Shiyi Zhang, a postdoc at the Koch Institute, holds a
ring-shaped device prototype (left), which can be
folded into a swallowable capsule (right) for easy and
safe oral delivery. Image courtesy MIT News.

The researchers designed a supramolecular elastomer gel by combining poly(acryloyl 6-aminocaproic acid) and poly(methacrylic acid co-ethyl acrylate), a pharmaceutical-grade polymer that resists digestion, reports ChemistryWorld. The gel can be cut to various sizes and recovers its shape quickly after being stretched to three times its original length.

The polymer is pH-responsive: It is stable in the acidic stomach environment but dissolves in the small intestine's near-neutral pH, allowing for safe passage through the remainder of the gastrointestinal tract.
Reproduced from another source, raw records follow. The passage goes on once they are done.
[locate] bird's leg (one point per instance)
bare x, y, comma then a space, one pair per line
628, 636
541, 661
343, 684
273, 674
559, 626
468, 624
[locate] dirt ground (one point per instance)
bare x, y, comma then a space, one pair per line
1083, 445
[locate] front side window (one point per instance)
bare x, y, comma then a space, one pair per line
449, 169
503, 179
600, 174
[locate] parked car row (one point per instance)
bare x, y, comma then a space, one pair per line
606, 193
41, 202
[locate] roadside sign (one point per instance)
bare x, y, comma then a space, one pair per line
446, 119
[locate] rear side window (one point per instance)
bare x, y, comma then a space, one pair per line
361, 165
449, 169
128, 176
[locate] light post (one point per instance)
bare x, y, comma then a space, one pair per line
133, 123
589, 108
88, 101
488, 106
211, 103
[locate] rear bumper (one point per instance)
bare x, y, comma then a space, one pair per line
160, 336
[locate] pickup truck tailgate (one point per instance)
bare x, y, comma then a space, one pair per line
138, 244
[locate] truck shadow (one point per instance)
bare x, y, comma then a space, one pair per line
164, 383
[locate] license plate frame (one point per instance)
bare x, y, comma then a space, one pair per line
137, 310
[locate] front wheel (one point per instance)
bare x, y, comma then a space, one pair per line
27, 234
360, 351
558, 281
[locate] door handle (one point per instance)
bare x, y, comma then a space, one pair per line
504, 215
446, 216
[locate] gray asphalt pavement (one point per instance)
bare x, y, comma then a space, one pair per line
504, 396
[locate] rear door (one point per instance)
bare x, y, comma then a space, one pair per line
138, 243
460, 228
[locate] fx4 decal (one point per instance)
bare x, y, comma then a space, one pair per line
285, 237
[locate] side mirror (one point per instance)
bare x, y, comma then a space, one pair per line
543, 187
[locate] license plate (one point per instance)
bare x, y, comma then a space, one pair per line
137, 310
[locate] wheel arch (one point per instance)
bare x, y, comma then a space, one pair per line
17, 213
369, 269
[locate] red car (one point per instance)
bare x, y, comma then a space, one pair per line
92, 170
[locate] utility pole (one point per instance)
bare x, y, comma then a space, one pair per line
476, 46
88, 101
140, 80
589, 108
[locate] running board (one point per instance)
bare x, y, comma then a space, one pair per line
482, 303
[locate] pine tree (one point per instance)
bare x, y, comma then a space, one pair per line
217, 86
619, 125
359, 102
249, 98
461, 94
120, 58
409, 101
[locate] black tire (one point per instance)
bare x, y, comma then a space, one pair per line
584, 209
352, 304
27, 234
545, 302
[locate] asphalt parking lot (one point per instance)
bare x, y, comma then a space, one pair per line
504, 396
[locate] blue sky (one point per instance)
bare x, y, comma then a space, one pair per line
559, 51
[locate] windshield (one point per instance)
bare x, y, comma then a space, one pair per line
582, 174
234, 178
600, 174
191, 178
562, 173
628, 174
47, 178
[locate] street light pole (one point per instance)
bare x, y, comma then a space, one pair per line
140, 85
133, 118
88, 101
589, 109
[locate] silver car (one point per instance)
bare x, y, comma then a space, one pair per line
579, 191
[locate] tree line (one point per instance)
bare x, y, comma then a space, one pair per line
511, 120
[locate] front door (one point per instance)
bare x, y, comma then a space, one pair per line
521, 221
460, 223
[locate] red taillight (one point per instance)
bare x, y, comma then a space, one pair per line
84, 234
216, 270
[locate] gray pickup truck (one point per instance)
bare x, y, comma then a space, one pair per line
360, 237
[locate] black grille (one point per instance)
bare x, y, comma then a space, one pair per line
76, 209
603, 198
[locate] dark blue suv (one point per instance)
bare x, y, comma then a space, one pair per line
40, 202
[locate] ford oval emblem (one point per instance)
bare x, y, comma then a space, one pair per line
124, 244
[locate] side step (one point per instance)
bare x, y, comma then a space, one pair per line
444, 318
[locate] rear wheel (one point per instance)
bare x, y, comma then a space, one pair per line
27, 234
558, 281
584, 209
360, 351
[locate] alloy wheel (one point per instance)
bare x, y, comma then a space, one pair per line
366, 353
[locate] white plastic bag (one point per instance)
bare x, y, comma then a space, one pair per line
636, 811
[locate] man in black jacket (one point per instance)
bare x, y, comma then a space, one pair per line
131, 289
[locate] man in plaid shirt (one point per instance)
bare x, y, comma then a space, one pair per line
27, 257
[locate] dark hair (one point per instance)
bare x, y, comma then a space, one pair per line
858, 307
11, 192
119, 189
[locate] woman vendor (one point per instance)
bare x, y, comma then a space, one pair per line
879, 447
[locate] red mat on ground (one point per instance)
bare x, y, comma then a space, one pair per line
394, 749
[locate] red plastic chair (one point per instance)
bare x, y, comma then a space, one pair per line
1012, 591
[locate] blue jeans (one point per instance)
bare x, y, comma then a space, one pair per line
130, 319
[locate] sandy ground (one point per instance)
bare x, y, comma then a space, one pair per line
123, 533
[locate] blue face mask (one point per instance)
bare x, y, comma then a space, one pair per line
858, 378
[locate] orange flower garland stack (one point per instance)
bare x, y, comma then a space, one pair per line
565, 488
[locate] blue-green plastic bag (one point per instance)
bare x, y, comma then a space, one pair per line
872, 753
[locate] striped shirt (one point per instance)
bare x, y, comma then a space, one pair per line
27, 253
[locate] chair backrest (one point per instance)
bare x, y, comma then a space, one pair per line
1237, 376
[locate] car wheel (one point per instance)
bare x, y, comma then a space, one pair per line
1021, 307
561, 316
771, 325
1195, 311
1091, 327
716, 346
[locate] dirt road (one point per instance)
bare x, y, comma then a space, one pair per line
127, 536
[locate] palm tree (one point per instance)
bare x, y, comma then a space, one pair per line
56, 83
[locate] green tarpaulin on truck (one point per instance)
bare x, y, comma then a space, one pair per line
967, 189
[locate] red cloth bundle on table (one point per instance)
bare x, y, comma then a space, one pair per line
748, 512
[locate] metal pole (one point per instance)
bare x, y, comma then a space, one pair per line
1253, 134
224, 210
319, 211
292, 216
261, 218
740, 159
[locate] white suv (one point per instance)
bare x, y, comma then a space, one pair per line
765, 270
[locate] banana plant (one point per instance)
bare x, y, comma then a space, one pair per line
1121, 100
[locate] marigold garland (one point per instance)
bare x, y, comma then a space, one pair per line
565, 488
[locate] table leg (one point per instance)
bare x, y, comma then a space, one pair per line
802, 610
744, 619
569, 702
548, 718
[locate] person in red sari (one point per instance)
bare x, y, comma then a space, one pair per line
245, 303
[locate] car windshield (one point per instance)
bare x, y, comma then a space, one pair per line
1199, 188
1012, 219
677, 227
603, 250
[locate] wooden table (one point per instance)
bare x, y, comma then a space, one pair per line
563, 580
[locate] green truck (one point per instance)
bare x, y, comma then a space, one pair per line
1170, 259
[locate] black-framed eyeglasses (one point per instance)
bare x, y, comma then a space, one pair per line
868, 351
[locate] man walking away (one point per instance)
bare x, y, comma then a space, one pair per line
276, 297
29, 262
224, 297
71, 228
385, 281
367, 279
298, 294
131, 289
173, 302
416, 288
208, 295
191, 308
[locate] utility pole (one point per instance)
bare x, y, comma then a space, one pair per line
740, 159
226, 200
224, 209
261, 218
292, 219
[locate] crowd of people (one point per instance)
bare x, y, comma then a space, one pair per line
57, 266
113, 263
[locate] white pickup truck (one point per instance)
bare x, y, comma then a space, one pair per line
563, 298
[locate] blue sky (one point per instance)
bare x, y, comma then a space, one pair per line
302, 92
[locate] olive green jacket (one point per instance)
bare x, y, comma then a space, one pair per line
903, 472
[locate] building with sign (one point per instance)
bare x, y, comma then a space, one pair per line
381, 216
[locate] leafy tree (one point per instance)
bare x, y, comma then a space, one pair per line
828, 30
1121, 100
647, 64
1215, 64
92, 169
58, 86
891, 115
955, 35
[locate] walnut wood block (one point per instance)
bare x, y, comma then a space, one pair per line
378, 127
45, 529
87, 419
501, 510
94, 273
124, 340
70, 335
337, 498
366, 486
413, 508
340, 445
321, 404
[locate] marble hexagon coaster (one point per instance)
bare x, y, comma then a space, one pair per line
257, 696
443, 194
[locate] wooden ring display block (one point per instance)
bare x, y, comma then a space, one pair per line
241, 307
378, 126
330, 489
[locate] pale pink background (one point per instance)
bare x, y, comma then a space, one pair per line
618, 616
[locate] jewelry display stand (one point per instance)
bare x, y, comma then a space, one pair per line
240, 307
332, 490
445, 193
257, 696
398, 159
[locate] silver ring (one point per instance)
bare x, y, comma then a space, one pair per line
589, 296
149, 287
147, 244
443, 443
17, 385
The material is also elastic, allowing for the compression and folding of devices into easily ingestible capsules—meaning this polymer can be used to create safe devices designed for extremely prolonged residence in the stomach, according to MIT News.

Koch Institute research affiliate Giovanni Traverso, also a gastroenterologist at MGH and an instructor at Harvard Medical School, and Robert Langer, the David H. Koch Institute Professor at MIT and a member of the Koch Institute have published a paper in Nature describing their research.

MIT is negotiating an exclusive license agreement with Lyndra, an early-stage biotechnology company developing novel oral drug-delivery systems, for this and related technologies.